AbstractOne of the main challenges in screening of enhanced oil recovery (EOR) techniques is the class imbalance problem, where the number of different EOR techniques is not equal. This problem hinders the generalization of the data-driven methods used to predict suitable EOR techniques for candidate reservoirs. The main purpose of this paper is to propose a novel approach to overcome the above challenge by taking advantage of the Power-Law Committee Machine (PLCM) technique optimized by Particle Swam Optimization (PSO) to combine the output of five cutting-edge machine learning methods with different types of learning algorithms. The PLCM method has not been used in previous studies for EOR screening. The machine learning models include the Artificial Neural Network (ANN), CatBoost, Random Forest (RF), K-Nearest Neighbors (KNN), and Support Vector Machine (SVM). The CatBoost is used for the first time in this work for screening of EOR methods.

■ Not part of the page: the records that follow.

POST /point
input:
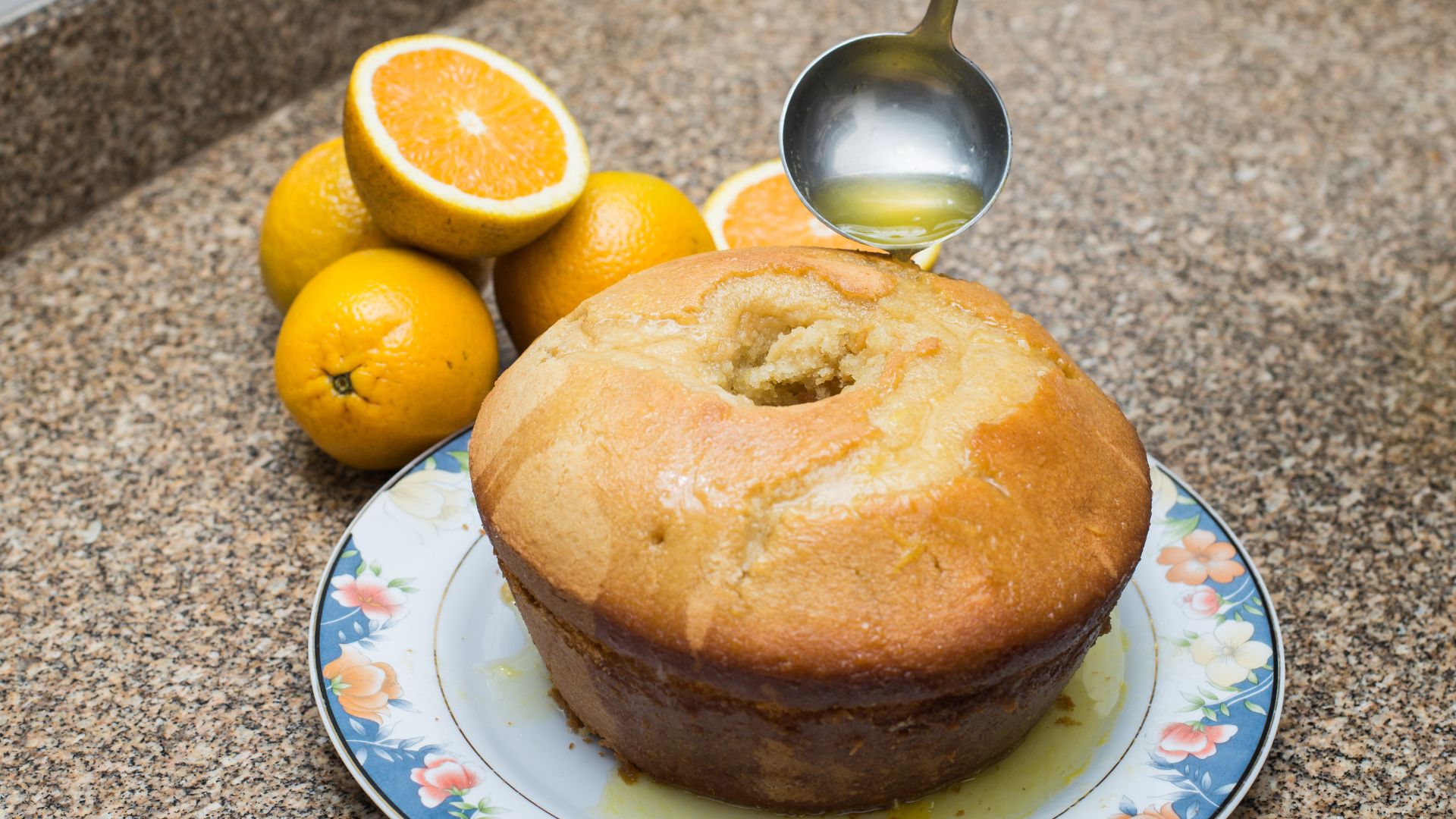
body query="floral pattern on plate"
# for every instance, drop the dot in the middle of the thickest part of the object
(1209, 720)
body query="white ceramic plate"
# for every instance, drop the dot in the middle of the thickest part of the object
(438, 704)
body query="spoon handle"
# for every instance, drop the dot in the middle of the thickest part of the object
(937, 22)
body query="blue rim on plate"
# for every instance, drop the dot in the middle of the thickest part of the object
(425, 681)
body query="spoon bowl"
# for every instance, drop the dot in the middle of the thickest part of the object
(894, 108)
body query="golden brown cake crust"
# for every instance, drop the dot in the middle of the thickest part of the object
(960, 504)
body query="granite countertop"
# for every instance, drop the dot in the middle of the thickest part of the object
(1238, 218)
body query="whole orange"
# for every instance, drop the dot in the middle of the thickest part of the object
(382, 354)
(622, 223)
(313, 219)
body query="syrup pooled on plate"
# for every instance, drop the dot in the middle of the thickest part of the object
(899, 213)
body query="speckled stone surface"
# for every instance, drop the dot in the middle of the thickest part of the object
(1238, 216)
(98, 95)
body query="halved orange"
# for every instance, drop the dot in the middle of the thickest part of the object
(758, 207)
(457, 149)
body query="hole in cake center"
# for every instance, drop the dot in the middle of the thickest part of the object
(781, 363)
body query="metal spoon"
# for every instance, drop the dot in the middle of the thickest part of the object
(886, 110)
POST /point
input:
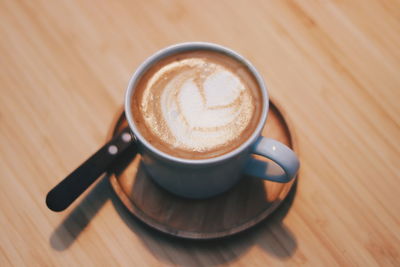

The role of the PSO is to find the optimal values for the coefficients and exponents of the power-law model. In this study, a bigger dataset than those in previous studies, including 2563 successful worldwide EOR experiences, was gathered. A bigger dataset improves the generalization of the data-driven methods and prevents overfitting. The hyperparameters of the individual machine-learning models were tuned using the fivefold cross-validation technique. The results showed that all the individual methods could predict the suitable EOR method for unseen cases with an average score of 0.868. Among the machine learning models, the KNN and SVM had the highest scores with a value of 0.894 and 0.892, respectively. Nonetheless, after combining the output of the models using the PLCM method, the score of the predictions improved to 0.963, which was a substantial increase. Finally, a feature importance analysis was conducted to find out the most influential parameters on the output. The novelty of this work is having shown the ability of the PLCM technique to construct an accurate model to overcome the class-imbalance issue in EOR screening by utilizing different types of data-driven models. According to feature importance analysis, oil gravity and formation porosity were recognized as the most influential parameters on EOR screening.